89th American Meteorological Society Annual Meeting

Tuesday, 13 January 2009
Global shortwave aerosol radiative effect over land from Terra and Aqua
Hall 5 (Phoenix Convention Center)
Thomas A. Jones, CIMMS/Univ. of Oklahoma, Norman, OK; and S. A. Christopher
Many research studies using satellite-derived aerosol and shortwave flux information have shown that aerosols scatter shortwave radiation back into space, cooling the atmosphere under clear sky conditions. However, significant questions remain as to the magnitude of this effect, especially over land due to much greater uncertainties in the land aerosol optical thickness (AOT) retrieval algorithms. Recent improvements in these algorithms present in the Collection 5 MODIS data product allow for an improved assessment of overland aerosol radiative effects. This research uses 6 months of Collection 5 MODIS AOT data between June and November 2006 combined with shortwave flux measurements from the CERES instrument aboard the Terra and Aqua satellites. As of May 2006, MODIS Collection 5 and CERES flux data are available in the CERES-SSF product, which uses a point spread weighting function to apply the level 2 AOT data onto each CERES-level pixel. Direct radiative effect is defined as the difference between cloud and aerosol free shortwave flux and observed shortwave flux. Using this process, we produce the first estimates of radaitive effects over land from a primarily observational perspective using the latest available AOT and shortwave flux products. For this study period, we observed DRE values up to 10.0 Wm-2, which depends on total aerosol concentration, aerosol type, and assumed background conditions.
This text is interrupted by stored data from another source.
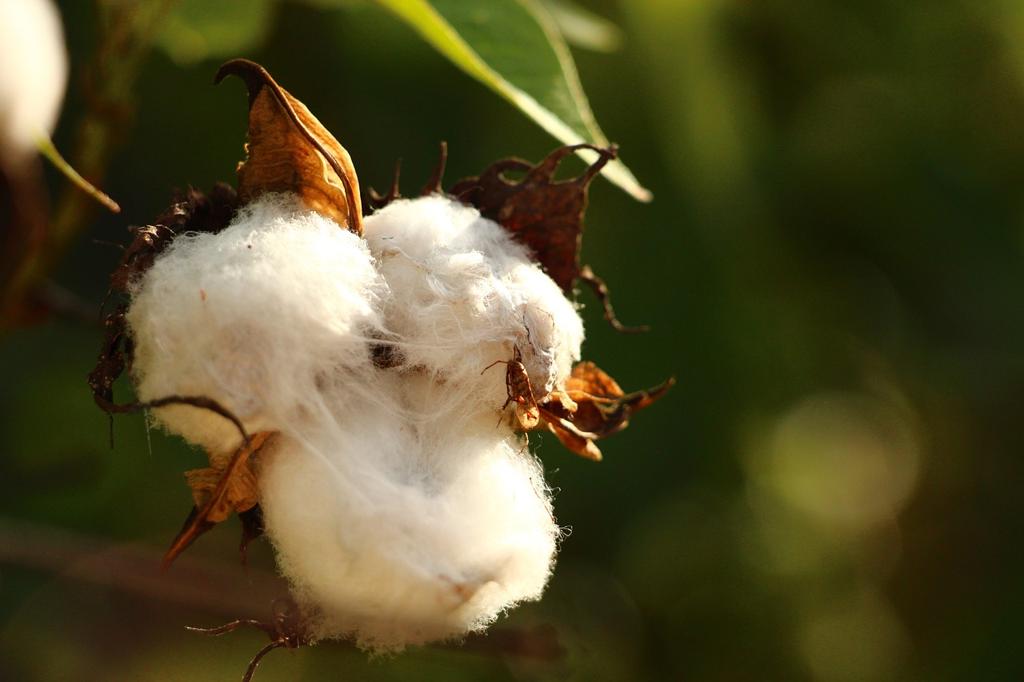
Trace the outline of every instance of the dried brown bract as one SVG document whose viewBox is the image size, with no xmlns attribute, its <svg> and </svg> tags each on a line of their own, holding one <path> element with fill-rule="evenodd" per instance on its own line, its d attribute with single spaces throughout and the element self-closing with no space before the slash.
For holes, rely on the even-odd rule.
<svg viewBox="0 0 1024 682">
<path fill-rule="evenodd" d="M 593 362 L 581 362 L 573 367 L 562 391 L 553 391 L 540 401 L 540 412 L 563 445 L 599 460 L 601 451 L 594 441 L 629 426 L 634 413 L 665 395 L 675 382 L 670 378 L 653 388 L 625 393 Z"/>
<path fill-rule="evenodd" d="M 215 83 L 238 76 L 249 89 L 248 157 L 238 165 L 238 194 L 293 192 L 312 210 L 363 233 L 359 179 L 352 158 L 299 100 L 259 64 L 233 59 Z"/>
<path fill-rule="evenodd" d="M 269 444 L 273 435 L 264 431 L 246 438 L 223 469 L 207 467 L 185 472 L 185 478 L 192 489 L 195 507 L 164 555 L 164 568 L 170 566 L 196 538 L 226 520 L 233 512 L 242 514 L 257 505 L 259 487 L 251 459 Z M 248 545 L 246 536 L 252 532 L 252 528 L 243 527 L 243 557 Z"/>
<path fill-rule="evenodd" d="M 581 149 L 597 152 L 597 161 L 575 178 L 555 180 L 562 159 Z M 614 146 L 576 144 L 556 149 L 535 166 L 522 159 L 504 159 L 478 177 L 455 183 L 448 193 L 475 206 L 481 215 L 500 224 L 529 247 L 544 271 L 565 293 L 572 292 L 576 280 L 586 282 L 601 300 L 605 318 L 616 330 L 644 331 L 645 327 L 626 327 L 619 322 L 608 287 L 589 266 L 580 266 L 587 189 L 617 154 Z M 513 180 L 509 173 L 522 173 L 523 177 Z"/>
<path fill-rule="evenodd" d="M 563 388 L 537 399 L 518 348 L 511 360 L 494 364 L 498 363 L 507 368 L 508 400 L 502 409 L 515 403 L 517 428 L 530 431 L 543 425 L 571 452 L 594 461 L 601 460 L 601 450 L 594 441 L 626 428 L 635 412 L 651 405 L 675 384 L 670 378 L 653 388 L 626 393 L 593 362 L 580 362 Z"/>
</svg>

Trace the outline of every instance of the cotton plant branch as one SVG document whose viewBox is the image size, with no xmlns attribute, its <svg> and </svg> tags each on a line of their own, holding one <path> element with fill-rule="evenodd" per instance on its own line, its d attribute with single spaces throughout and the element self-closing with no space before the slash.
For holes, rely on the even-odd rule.
<svg viewBox="0 0 1024 682">
<path fill-rule="evenodd" d="M 0 565 L 102 585 L 220 617 L 259 615 L 261 599 L 287 590 L 282 579 L 255 568 L 239 580 L 238 566 L 232 563 L 190 555 L 168 573 L 161 570 L 160 560 L 161 551 L 155 547 L 0 517 Z"/>
<path fill-rule="evenodd" d="M 99 585 L 147 601 L 201 610 L 213 618 L 250 614 L 243 620 L 253 623 L 262 623 L 265 605 L 287 592 L 284 579 L 258 568 L 248 568 L 245 579 L 239 580 L 238 566 L 232 563 L 183 556 L 168 573 L 160 562 L 161 550 L 156 547 L 0 517 L 0 566 Z M 498 627 L 489 634 L 470 635 L 459 645 L 437 648 L 541 661 L 565 655 L 552 625 Z"/>
</svg>

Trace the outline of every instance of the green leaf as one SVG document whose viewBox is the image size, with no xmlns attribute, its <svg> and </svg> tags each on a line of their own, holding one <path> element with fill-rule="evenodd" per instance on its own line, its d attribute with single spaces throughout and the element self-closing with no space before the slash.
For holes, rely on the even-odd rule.
<svg viewBox="0 0 1024 682">
<path fill-rule="evenodd" d="M 605 146 L 569 48 L 536 0 L 378 0 L 456 66 L 564 144 Z M 594 152 L 581 152 L 588 161 Z M 620 161 L 604 175 L 640 201 L 645 189 Z"/>
<path fill-rule="evenodd" d="M 178 0 L 156 38 L 179 64 L 251 52 L 270 30 L 273 0 Z"/>
</svg>

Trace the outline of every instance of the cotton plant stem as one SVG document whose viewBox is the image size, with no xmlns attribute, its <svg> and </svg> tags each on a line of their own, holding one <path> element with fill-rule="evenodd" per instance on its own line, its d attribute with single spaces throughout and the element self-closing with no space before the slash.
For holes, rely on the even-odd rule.
<svg viewBox="0 0 1024 682">
<path fill-rule="evenodd" d="M 71 181 L 71 184 L 95 199 L 108 211 L 112 213 L 121 212 L 121 206 L 118 205 L 116 201 L 111 199 L 109 195 L 93 185 L 91 182 L 83 178 L 81 174 L 79 174 L 79 172 L 67 162 L 67 160 L 57 150 L 57 147 L 54 146 L 53 140 L 49 137 L 40 136 L 36 140 L 36 147 L 39 149 L 40 154 L 52 163 L 57 170 L 64 175 L 64 177 Z"/>
</svg>

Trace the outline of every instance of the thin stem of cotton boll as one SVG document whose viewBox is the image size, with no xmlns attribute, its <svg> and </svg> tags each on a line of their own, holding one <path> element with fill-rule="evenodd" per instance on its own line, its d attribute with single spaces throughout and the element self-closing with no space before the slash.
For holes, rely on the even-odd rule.
<svg viewBox="0 0 1024 682">
<path fill-rule="evenodd" d="M 39 135 L 36 138 L 36 148 L 39 149 L 39 153 L 42 154 L 47 161 L 52 163 L 54 167 L 60 171 L 64 177 L 70 180 L 75 187 L 78 187 L 80 190 L 95 199 L 111 213 L 121 212 L 121 206 L 116 201 L 111 199 L 109 195 L 93 185 L 91 182 L 83 178 L 81 174 L 79 174 L 79 172 L 76 171 L 63 156 L 61 156 L 61 153 L 57 150 L 57 147 L 54 146 L 53 141 L 50 140 L 49 137 Z"/>
<path fill-rule="evenodd" d="M 249 666 L 245 669 L 245 674 L 242 675 L 242 682 L 252 682 L 253 676 L 256 674 L 256 669 L 259 668 L 260 663 L 263 662 L 263 657 L 269 654 L 274 649 L 280 649 L 285 646 L 283 642 L 271 642 L 270 644 L 264 645 L 262 649 L 256 652 L 256 655 L 249 661 Z"/>
<path fill-rule="evenodd" d="M 211 635 L 216 637 L 219 635 L 226 635 L 229 632 L 234 632 L 244 625 L 266 632 L 266 627 L 263 622 L 254 618 L 239 618 L 238 620 L 233 620 L 229 623 L 224 623 L 224 625 L 218 625 L 212 628 L 201 628 L 194 625 L 186 625 L 185 629 L 189 632 L 198 632 L 201 635 Z"/>
</svg>

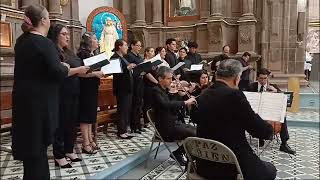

Similar results were observed from both Terra and Aqua data. Radiative efficiency varies significantly from region to region, and additional research is underway to determine the precise cause.

Uncertainty remains high, especially with the clear sky background which must be estimated for conditions where AOT = 0. Resulting radiative effect values can vary in excess of 50% depending on the assumptions used to derive this background. As more improved CERES-SSF data becomes available, this research will be expanded to encompass multiple years of data, while also incorporating different sensors to improve the ability to distinguish between various aerosol types over land and their relative effects to the climate.